I don’t think they’re trying to say that it’s bad that ad’s are enhanced but just trying to show how much they are. Also, even though it’s not obvious, the campaign is directed more at young girls who probably don’t realize that ad’s are enhanced. And a lot of it is just a marketing gimmick!
My, my you don’t say! An ad campaign a marketing gimmick?! Sorry, I was oerue for some inflammatory sarcasm.
The anger I feel is equally directed at mindless consumers who eat into whatever it is that keeps forcing me to look at unattractive, pasty women in giant underwear inexplicably placed in commercials for shampoo. Like I said, I have a mirror already thank you very much.

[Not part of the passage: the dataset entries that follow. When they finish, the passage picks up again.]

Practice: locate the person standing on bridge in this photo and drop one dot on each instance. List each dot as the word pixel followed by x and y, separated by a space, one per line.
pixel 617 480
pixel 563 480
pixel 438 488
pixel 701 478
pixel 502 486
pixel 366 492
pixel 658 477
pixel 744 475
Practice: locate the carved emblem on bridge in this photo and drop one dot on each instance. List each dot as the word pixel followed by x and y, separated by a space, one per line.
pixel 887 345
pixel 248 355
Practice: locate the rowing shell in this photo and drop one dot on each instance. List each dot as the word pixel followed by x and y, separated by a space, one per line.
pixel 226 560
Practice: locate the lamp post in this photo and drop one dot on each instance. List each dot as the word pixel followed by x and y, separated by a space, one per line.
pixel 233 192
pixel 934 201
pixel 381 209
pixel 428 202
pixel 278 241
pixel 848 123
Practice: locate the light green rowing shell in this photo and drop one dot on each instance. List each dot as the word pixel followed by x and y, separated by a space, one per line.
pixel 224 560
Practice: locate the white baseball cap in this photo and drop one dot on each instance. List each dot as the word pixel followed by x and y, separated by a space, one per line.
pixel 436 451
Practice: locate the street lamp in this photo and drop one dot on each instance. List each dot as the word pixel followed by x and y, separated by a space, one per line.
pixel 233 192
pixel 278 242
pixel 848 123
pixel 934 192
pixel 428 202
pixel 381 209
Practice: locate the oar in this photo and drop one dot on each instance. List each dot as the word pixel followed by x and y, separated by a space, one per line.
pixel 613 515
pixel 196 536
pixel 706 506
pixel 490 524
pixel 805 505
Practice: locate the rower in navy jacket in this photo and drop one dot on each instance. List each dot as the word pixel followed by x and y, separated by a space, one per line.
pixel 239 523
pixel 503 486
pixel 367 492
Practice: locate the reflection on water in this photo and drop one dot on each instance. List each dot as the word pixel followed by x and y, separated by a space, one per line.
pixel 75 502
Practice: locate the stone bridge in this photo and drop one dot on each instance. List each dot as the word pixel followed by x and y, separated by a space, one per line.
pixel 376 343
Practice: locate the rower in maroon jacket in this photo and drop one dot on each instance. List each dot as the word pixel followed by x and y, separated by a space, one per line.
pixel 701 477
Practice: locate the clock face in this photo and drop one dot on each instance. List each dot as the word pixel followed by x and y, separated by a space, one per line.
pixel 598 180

It’s the same thing that’s heavily contributed to the whole “American public school” fiasco. When you don’t have standards or expectations and we all just have to be accepting of everyone whoever they are where is the motivation to achieve anything at all?
Hell just froze over..
..cuz I’m gonna agree with
It is truly an old art form… Look at most statues in history–they weren’t based on real people–they were all based on the “ideal forms” of what various artists thought people should look like…
of course.. I don’t think that back then most people really thought that they should look exactly like something carved out of stone… or as thesaj points out–that they would all look exactly like they would in paintings…
Re: Hell just froze over..
See my response to
above. It’s not that idealization of the human form in art is new; it’s that for the first time we’re starting with an accurate image and working away from that, rather than starting with a blank slate.